CDS (Coding sequences) prediction was performed using ANGEL v5²⁶ in error-tolerant mode. This prediction method primarily relied on machine learning algorithms, incorporating both codon usage frequency and protein structure information, which is challenging to apply to random model algorithms. A total of 19,031 CDS were predicted. The majority of the predicted CDS had lengths ranging from 0 to 2,500 bp (Fig. 6).

Gene transcription factor analysis

Transcription factors (TF) were identified by conducting HMMER searched against the animalTFDB 2.0 database based on Pfam files of transcription factor families.

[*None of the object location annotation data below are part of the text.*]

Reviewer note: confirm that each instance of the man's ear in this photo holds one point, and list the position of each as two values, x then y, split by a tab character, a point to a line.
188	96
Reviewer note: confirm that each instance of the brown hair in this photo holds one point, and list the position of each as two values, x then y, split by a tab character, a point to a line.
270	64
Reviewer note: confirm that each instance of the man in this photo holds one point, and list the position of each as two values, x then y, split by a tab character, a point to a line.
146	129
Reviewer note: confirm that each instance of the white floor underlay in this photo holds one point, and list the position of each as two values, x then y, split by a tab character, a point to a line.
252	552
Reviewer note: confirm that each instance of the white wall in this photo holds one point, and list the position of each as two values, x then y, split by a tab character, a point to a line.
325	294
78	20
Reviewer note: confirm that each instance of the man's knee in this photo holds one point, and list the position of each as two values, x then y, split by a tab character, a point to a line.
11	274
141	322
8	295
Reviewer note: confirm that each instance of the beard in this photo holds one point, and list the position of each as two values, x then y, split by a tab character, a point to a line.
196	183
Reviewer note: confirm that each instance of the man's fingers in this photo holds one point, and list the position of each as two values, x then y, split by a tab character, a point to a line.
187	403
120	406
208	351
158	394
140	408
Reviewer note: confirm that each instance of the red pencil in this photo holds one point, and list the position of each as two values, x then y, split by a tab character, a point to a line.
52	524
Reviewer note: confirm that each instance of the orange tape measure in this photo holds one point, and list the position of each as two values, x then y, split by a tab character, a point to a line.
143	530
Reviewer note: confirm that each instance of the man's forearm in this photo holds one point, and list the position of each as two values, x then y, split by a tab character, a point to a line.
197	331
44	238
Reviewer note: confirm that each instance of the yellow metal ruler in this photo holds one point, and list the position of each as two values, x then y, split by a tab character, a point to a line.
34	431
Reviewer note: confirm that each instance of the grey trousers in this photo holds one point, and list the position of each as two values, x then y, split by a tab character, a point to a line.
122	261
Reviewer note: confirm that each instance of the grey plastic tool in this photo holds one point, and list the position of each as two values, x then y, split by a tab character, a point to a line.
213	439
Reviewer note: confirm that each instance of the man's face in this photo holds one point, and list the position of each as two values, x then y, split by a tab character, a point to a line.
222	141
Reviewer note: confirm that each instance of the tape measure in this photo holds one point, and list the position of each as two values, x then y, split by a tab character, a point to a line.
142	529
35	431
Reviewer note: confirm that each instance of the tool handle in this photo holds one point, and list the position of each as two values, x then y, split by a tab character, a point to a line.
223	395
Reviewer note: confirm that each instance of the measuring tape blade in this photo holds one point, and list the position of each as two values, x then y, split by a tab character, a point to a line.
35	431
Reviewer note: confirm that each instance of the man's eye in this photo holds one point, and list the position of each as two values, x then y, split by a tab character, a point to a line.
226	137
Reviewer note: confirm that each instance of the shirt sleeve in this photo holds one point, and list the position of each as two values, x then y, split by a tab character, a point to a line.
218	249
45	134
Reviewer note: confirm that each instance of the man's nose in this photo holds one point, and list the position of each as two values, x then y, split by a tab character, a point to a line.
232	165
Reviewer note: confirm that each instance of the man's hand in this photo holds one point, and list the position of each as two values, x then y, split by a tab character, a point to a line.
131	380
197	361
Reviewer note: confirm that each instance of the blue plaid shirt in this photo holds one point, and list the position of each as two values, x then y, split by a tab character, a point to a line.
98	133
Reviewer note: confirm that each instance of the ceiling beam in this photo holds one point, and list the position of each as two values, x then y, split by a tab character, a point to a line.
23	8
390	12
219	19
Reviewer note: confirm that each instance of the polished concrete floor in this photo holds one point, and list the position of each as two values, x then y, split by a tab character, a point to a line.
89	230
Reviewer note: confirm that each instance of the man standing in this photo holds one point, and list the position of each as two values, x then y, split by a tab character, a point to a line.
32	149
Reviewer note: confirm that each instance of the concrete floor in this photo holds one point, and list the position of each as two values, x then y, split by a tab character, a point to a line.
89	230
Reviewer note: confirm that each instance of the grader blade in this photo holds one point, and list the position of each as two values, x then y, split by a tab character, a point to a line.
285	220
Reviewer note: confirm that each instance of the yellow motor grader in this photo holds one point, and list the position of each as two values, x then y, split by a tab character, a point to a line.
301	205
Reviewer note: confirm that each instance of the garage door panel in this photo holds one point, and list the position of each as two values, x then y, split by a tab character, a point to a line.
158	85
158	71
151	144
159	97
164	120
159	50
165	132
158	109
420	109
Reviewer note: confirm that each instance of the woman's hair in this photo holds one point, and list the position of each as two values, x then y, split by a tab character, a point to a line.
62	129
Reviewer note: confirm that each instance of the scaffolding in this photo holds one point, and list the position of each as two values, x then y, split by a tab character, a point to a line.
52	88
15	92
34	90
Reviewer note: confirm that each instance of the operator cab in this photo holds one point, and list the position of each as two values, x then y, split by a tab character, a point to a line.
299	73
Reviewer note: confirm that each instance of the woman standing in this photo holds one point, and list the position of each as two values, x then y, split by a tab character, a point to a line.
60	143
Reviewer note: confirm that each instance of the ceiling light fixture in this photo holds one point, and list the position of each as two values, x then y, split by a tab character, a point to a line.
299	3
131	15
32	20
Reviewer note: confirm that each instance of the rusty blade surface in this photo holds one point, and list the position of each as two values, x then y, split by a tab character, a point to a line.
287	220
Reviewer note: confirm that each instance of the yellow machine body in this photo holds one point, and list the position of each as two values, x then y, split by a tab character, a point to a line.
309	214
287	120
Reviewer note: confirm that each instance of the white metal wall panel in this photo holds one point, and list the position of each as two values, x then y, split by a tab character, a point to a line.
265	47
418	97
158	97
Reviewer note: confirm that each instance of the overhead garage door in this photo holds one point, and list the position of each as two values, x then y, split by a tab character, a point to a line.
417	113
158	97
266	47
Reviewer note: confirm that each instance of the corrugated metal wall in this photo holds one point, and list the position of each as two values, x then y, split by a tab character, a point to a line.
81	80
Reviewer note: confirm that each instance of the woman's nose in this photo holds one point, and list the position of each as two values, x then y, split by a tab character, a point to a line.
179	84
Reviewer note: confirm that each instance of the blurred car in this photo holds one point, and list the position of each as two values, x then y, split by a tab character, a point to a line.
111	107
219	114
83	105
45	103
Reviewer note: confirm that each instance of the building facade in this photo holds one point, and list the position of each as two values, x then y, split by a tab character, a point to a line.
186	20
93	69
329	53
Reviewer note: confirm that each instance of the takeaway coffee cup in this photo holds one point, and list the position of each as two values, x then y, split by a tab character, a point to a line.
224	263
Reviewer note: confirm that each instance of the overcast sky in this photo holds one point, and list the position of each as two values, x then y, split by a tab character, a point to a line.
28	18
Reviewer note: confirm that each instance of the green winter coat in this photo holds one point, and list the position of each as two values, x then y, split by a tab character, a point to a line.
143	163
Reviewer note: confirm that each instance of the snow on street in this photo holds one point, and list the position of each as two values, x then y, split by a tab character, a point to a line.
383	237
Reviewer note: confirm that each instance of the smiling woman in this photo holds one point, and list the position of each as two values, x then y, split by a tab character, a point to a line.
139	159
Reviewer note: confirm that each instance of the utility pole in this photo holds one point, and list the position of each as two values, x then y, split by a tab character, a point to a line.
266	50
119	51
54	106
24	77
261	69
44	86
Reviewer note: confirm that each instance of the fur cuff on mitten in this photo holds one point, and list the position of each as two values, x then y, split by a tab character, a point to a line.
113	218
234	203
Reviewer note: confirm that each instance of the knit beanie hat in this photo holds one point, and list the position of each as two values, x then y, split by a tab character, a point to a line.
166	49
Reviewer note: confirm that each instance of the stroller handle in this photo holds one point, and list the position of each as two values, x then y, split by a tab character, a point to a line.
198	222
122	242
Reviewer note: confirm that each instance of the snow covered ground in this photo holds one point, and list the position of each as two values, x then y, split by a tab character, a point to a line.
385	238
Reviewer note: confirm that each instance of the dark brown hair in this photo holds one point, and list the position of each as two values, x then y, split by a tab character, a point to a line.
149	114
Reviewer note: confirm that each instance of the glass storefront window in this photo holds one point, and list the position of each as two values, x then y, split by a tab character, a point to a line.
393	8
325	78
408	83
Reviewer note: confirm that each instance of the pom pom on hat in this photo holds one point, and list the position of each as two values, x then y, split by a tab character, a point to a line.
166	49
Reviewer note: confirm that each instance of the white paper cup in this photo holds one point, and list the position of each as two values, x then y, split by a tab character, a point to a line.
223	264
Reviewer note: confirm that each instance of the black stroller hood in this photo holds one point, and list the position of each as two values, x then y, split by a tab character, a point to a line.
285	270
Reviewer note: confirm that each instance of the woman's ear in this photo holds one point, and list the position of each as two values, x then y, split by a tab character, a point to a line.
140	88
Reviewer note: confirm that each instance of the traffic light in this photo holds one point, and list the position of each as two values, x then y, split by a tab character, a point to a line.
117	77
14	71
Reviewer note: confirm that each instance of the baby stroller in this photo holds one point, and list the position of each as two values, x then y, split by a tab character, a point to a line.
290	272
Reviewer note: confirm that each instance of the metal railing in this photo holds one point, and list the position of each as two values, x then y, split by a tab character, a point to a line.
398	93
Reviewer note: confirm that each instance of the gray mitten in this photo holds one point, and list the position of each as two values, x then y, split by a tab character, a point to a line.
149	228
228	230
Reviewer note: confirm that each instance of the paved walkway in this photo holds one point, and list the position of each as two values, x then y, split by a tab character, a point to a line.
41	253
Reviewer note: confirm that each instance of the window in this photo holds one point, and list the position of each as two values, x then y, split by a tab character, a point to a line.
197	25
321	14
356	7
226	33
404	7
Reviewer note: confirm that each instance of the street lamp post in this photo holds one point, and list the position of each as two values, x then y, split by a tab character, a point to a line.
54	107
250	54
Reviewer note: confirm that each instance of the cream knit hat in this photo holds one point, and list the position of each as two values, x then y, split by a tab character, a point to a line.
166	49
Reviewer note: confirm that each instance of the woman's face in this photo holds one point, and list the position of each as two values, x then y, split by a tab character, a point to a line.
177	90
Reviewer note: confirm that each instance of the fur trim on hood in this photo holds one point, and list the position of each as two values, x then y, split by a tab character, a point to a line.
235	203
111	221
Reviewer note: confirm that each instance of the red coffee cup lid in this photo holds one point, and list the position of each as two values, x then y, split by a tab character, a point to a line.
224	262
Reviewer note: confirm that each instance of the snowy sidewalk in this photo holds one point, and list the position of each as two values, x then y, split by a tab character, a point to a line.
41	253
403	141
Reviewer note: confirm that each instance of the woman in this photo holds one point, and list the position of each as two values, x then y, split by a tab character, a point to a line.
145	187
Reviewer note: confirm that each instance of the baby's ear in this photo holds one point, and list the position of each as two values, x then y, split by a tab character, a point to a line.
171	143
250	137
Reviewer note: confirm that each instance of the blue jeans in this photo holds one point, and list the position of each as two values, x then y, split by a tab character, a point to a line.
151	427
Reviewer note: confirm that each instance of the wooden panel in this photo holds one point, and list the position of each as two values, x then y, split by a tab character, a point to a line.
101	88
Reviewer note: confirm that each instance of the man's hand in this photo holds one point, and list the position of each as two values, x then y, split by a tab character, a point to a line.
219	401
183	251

A total of 737 genes were successfully grouped into 29 TF families. Among these families, The zf-C2H2 TF family had the highest number of genes (176), followed by the TF_bZIP family (77), the Homeobox family (62), the ETS family (55), the THR-like family (55), and the ZBTB family (55).

SSR analysis

Simple sequence repeats (SSRs) were detected by using MISA v1.0 (http://pgrc.ipk-gatersleben.de/misa/misa.html). The minimum repetition time was fixed as 10 for mononucleotides, six for di-nucleotides, and five for tri-nucleotides, tetra-nucleotides, penta-nucleotides, and hexa-nucleotides.

SSRs were detected in 19,273 genes with a length of 53,979,932 bp. SSRs were found in 7,292 genes and 2,387 genes contained more than one SSR. Most of the SSRs were mononucleotide repeats (8,002), followed by dinucleotide repeats (2,342), trinucleotide repeats (851), tetranucleotide repeats (347), hexanucleotide repeats (33), and pentanucleotide repeats (31). The results are represented in Table 4.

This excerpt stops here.